Take a look at these key factors in your physician’s documentation.
It’s a known fact that when ICD-9 becomes ICD-10 in 2013, you’ll not always have a simple crosswalk relationship between old codes and the new ones. Many a time, you will have more choices that may need tweaking the way you document services and a coder reports it.
Here’s a common routine child health check vision scenario that will help you discover what you will report post October 1, 2013.
Present way: When a patient comes in for a scheduled preventive wellness exam, you should attach V20.2 (Routine infant or child health check) to an annual visit code (99381-99385 for new patients, or 99391-99395 for established patients).
ICD-10 difference: This year, you will go for Z00.129 (Encounter for routine child health examination without abnormal findings) to reflect the physician’s visit. If the physician did face abnormal findings during the visit, you would instead use Z00.121 (Encounter for routine child health examination with abnormal findings).

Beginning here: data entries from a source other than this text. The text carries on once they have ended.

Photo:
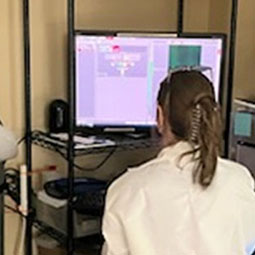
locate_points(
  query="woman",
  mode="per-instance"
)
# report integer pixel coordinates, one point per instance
(187, 201)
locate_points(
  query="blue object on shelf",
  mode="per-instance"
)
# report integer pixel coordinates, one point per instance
(243, 124)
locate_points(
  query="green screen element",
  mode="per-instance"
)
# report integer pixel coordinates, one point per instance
(184, 56)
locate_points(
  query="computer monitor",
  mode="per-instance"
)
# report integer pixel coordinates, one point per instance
(118, 75)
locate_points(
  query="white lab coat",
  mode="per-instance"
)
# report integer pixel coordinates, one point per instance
(156, 209)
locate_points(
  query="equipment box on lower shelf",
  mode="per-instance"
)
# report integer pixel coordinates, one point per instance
(55, 217)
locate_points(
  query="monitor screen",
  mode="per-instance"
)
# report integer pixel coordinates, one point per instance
(118, 77)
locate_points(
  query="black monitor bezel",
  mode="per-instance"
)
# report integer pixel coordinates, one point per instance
(96, 129)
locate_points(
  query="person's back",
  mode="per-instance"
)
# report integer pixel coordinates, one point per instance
(160, 208)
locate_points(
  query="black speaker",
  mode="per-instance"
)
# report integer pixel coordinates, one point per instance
(58, 116)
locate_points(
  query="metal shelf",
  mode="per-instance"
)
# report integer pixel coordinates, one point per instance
(121, 144)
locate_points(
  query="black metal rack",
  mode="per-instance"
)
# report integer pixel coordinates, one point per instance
(71, 81)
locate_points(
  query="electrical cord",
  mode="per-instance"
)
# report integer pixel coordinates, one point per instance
(12, 183)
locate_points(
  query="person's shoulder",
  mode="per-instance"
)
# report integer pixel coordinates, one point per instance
(237, 171)
(135, 178)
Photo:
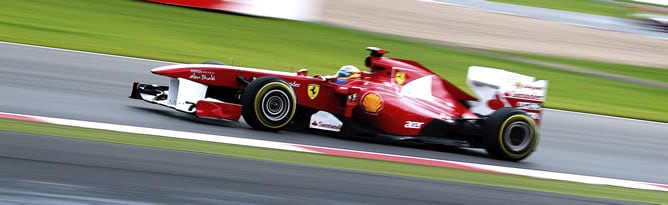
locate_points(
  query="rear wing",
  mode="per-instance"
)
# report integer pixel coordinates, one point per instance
(497, 88)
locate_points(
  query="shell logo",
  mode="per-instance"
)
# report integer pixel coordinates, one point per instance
(372, 103)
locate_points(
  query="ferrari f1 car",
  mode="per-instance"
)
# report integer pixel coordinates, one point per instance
(396, 99)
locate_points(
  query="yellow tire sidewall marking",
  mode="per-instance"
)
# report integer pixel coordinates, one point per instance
(534, 135)
(258, 100)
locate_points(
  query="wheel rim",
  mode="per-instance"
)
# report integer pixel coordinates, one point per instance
(517, 136)
(275, 105)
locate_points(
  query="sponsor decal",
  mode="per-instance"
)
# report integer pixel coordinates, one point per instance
(313, 90)
(325, 121)
(202, 75)
(294, 84)
(528, 96)
(372, 102)
(400, 78)
(529, 87)
(528, 106)
(325, 126)
(413, 125)
(481, 84)
(534, 116)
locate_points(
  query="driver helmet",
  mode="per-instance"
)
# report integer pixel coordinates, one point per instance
(348, 71)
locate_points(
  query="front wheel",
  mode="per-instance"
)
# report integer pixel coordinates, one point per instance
(510, 134)
(268, 103)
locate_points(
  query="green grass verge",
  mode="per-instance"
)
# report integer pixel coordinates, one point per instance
(137, 28)
(429, 172)
(647, 73)
(582, 6)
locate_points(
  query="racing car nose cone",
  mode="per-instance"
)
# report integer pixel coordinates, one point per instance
(169, 70)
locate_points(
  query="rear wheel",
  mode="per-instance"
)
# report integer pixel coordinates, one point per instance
(268, 103)
(510, 134)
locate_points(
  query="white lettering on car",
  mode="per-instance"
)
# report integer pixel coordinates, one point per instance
(413, 125)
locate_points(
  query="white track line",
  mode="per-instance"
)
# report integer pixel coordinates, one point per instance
(341, 152)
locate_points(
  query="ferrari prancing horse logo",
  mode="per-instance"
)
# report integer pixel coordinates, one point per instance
(313, 90)
(400, 78)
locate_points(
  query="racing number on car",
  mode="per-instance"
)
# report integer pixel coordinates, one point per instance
(400, 78)
(413, 125)
(313, 90)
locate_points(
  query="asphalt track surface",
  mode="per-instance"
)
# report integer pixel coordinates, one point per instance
(46, 170)
(567, 17)
(73, 85)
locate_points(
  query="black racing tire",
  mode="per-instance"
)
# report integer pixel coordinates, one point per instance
(268, 103)
(510, 134)
(213, 63)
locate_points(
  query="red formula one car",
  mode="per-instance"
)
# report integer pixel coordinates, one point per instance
(397, 99)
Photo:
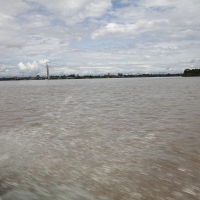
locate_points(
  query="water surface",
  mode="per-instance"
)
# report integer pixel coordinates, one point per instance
(100, 139)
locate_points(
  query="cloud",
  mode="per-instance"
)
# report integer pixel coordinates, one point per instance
(92, 36)
(29, 68)
(113, 30)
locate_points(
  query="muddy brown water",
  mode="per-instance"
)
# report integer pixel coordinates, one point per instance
(100, 139)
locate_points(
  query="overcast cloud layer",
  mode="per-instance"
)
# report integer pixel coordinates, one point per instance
(97, 37)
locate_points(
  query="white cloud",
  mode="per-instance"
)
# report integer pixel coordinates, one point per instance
(92, 36)
(113, 30)
(29, 68)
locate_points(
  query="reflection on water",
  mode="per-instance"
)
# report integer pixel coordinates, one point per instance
(102, 139)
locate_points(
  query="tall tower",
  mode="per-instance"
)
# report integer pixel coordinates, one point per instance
(47, 71)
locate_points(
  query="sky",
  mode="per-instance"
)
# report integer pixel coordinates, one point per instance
(98, 36)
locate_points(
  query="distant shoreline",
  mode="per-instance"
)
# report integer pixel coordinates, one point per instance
(73, 76)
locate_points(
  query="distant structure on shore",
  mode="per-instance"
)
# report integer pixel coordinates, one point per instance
(47, 70)
(191, 72)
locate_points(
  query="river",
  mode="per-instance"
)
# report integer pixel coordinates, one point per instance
(100, 139)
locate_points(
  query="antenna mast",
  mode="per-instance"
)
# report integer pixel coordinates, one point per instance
(47, 71)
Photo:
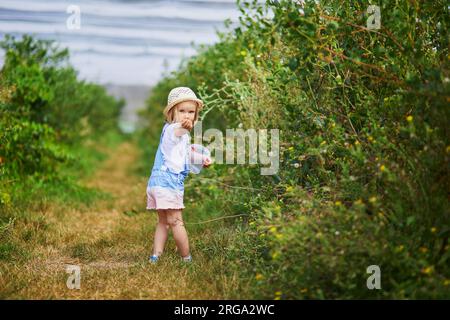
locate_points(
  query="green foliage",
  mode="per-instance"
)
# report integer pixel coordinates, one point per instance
(364, 150)
(47, 119)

Physician documentation: The main difference between Z00.129 and Z00.121 is whether the visit showed an abnormal finding during the examination of the patient. The pediatrician must document this. For example, the physician might examine the patient and note, “patient appears severely speech delayed, which leads to the decision to carry our further testing”.
‘Abnormal findings’ does not refer to a blood test, biopsy, or a test that went to pathology. Oftentimes, these key abnormal findings would support a separate E/M visit billed with a (Significant, separately identifiable by the same physician on the same day of the procedure or other service) during the time of a preventive medicine visit.
Tips for coders: Instead of relying on V20.2 as your catch-all annual visit diagnosis, you will need to examine your physician’s documentation. To put it in other words, you will be looking at the examination part of the visit and what the pediatrician notes as his findings.